The answer is TRUE, but I believe I have a counterexample:
$a_n = 1-\frac{1}{n}; f(x) = x+n \Rightarrow f(a_n) = 1 - \frac{1}{n} + n$
Am I correct?
$f$ is strictly increasing function. $a_n$ is a strictly increasing convergent sequence, then $a_n$ is bounded.
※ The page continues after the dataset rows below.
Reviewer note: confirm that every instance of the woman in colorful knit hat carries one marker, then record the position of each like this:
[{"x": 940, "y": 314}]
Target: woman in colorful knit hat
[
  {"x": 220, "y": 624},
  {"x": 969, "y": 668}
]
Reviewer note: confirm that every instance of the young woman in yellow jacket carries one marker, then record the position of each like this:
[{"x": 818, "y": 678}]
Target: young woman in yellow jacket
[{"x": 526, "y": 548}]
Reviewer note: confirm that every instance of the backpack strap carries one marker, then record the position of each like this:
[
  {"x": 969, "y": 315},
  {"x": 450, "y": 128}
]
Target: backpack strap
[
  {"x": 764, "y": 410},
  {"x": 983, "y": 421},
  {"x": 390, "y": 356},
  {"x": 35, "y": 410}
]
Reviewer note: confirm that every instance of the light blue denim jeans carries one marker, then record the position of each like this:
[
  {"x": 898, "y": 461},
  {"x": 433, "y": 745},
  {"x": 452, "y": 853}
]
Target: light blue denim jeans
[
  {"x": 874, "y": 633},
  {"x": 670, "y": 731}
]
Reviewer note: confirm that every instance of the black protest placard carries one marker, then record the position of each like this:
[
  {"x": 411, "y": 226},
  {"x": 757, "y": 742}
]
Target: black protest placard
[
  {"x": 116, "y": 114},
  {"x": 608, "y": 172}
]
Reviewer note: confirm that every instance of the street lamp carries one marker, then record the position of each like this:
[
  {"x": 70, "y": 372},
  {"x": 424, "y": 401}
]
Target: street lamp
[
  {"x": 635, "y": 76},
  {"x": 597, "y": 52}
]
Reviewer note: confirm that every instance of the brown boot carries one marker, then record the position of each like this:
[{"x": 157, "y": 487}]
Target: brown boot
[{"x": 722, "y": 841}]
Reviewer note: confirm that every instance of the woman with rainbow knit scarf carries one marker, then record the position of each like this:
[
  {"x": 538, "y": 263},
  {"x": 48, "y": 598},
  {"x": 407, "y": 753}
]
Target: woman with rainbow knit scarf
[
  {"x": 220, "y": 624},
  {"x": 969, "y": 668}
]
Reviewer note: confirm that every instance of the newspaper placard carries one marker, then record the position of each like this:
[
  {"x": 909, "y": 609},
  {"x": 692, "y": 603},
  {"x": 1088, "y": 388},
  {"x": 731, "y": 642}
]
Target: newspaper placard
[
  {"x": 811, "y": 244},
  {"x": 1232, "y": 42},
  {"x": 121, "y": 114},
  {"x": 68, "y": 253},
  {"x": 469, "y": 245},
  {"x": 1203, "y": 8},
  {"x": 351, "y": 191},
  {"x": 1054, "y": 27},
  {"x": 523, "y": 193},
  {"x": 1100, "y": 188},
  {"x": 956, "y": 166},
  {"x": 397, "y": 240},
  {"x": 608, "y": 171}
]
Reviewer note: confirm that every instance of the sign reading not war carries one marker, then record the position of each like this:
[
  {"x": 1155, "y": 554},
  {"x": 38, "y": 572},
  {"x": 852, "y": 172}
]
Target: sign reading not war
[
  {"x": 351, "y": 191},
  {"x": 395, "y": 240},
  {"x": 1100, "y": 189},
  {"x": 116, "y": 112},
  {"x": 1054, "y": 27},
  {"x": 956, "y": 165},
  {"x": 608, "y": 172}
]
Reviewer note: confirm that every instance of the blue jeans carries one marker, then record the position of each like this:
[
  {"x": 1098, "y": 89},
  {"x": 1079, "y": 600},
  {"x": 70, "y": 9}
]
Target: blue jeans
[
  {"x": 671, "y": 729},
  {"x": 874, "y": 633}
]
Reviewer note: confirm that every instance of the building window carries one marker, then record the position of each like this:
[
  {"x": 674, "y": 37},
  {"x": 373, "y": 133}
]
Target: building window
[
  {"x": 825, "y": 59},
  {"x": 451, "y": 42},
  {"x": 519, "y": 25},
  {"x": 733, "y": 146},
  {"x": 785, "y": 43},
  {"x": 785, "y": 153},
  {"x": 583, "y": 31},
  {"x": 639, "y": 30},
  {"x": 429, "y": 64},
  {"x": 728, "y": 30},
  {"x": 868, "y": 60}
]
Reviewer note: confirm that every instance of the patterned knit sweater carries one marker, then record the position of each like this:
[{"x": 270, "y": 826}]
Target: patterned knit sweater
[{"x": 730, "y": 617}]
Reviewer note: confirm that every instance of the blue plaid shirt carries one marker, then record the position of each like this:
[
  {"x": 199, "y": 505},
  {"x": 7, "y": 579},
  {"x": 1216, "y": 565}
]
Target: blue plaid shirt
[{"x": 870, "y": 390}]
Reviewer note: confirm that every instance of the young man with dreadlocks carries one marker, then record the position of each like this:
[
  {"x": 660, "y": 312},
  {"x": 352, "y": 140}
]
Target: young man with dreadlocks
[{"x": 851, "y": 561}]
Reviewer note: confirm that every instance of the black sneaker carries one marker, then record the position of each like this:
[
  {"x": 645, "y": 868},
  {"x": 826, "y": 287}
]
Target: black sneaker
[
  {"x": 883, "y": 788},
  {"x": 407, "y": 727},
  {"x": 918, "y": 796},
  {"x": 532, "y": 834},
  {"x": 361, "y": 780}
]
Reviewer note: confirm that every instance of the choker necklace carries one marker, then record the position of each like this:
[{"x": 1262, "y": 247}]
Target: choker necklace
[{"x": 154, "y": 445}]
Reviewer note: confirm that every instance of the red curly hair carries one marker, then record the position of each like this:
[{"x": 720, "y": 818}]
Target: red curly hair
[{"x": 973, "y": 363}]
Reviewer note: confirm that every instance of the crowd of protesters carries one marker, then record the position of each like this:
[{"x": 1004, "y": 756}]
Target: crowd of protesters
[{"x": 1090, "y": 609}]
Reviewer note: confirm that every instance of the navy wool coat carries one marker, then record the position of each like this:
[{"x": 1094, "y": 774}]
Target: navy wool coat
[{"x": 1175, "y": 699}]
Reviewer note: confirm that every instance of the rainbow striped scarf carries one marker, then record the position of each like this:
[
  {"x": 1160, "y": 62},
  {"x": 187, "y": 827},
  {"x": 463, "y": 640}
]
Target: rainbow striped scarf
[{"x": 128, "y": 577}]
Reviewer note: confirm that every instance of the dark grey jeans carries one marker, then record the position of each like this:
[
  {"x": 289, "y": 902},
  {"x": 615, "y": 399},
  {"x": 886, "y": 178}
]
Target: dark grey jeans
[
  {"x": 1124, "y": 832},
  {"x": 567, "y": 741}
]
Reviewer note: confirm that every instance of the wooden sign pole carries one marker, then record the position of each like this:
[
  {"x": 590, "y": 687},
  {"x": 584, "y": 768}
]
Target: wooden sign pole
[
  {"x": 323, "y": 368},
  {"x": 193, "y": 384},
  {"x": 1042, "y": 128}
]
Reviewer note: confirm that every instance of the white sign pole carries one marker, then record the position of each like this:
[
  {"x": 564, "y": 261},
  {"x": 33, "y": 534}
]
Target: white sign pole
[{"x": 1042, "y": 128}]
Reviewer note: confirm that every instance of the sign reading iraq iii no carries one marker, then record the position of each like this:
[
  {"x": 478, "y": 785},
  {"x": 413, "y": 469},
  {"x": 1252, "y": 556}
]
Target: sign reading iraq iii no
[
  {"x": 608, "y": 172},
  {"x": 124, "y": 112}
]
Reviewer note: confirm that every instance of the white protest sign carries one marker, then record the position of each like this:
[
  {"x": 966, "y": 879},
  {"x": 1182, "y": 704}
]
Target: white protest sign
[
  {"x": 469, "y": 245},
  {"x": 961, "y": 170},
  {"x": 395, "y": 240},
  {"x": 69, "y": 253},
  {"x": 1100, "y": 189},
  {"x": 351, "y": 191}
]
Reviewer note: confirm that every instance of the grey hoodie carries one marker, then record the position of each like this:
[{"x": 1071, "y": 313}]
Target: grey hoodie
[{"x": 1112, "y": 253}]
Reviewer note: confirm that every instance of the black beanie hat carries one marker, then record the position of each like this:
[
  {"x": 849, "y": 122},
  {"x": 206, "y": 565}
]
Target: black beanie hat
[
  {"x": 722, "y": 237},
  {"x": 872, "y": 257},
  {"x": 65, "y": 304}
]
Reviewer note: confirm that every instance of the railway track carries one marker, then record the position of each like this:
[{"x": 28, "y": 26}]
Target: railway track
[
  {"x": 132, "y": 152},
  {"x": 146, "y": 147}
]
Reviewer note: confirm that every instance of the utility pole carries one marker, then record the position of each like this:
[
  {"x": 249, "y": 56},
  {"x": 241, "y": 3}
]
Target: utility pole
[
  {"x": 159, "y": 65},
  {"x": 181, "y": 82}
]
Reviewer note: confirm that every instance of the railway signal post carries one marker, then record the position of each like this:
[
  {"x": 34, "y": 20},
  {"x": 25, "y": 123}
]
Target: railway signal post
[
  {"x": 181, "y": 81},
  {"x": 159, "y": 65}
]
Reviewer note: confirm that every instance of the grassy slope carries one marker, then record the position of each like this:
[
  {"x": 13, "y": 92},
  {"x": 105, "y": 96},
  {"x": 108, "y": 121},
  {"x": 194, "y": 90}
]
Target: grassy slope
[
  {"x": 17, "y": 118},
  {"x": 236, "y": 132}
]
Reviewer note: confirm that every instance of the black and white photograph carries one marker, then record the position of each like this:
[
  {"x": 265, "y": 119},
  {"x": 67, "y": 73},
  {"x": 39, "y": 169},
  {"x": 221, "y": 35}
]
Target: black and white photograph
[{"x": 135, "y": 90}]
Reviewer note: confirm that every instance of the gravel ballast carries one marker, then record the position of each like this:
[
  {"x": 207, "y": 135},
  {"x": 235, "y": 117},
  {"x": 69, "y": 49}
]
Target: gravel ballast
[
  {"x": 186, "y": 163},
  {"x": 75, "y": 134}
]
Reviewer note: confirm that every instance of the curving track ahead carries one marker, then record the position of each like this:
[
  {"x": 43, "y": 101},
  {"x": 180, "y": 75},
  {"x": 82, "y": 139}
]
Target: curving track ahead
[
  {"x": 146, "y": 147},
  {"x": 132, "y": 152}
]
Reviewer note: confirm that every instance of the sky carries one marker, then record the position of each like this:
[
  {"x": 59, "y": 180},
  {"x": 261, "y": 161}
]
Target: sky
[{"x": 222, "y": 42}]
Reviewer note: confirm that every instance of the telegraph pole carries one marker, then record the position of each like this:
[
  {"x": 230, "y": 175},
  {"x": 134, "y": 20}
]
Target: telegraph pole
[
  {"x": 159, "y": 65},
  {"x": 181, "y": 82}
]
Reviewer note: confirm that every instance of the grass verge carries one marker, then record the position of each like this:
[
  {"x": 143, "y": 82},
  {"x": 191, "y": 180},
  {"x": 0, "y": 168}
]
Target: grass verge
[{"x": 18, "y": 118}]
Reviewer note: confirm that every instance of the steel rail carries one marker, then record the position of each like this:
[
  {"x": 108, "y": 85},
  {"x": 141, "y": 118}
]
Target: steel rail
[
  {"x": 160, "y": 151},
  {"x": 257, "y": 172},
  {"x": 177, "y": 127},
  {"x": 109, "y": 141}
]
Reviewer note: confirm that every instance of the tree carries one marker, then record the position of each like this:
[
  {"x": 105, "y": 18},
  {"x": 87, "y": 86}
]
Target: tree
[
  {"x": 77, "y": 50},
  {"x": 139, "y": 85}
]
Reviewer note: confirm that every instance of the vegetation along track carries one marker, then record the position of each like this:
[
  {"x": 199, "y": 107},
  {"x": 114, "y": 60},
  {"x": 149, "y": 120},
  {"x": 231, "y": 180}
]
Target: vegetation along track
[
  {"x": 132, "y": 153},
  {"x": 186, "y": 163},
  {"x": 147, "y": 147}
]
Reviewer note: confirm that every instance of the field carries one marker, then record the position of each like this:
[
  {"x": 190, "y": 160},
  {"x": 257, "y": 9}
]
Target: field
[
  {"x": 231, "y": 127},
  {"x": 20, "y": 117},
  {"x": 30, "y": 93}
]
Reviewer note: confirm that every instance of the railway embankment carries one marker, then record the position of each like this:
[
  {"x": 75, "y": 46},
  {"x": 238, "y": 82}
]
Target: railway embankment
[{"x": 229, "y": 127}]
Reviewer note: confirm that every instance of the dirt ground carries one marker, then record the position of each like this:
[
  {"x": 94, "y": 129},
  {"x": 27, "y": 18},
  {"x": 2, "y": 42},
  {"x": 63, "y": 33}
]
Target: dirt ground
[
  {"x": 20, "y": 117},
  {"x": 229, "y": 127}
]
Let $|a_n|\le M \quad \forall n\in \mathbb{N}$, then the sequence $f(a_n)$ is strictly increasing, and $|f(a_n)|\le |f(M)|$; i.e $f(a_n)$ is bounded and hence converges by monotone convergence theorem.
That means $\lim_{n\rightarrow \infty}{f(a_n)}$ exists. Now a possible question is, if $a_n\rightarrow l$ whether the follows is true: $$\lim_{n\rightarrow \infty}{f(a_n)}=f(l) \tag{1}$$
No. Consider the function $$ f(x)= \left\{\begin{array}{cl} e^x, &x\lt 0 \\ e^x+1&x \ge 0 \end{array}\right. $$ Clearly $f$ is strictly increasing, has jump discontinuity at $x=0$.
Let $a_n=-\frac{1}{n}$ now $a_n$ is strictly increasing, converges to $0$. But $f(a_n)=1, n\ge 1$ while $f(0)=2$.
That said, if $f$ is continuous $(1)$ holds.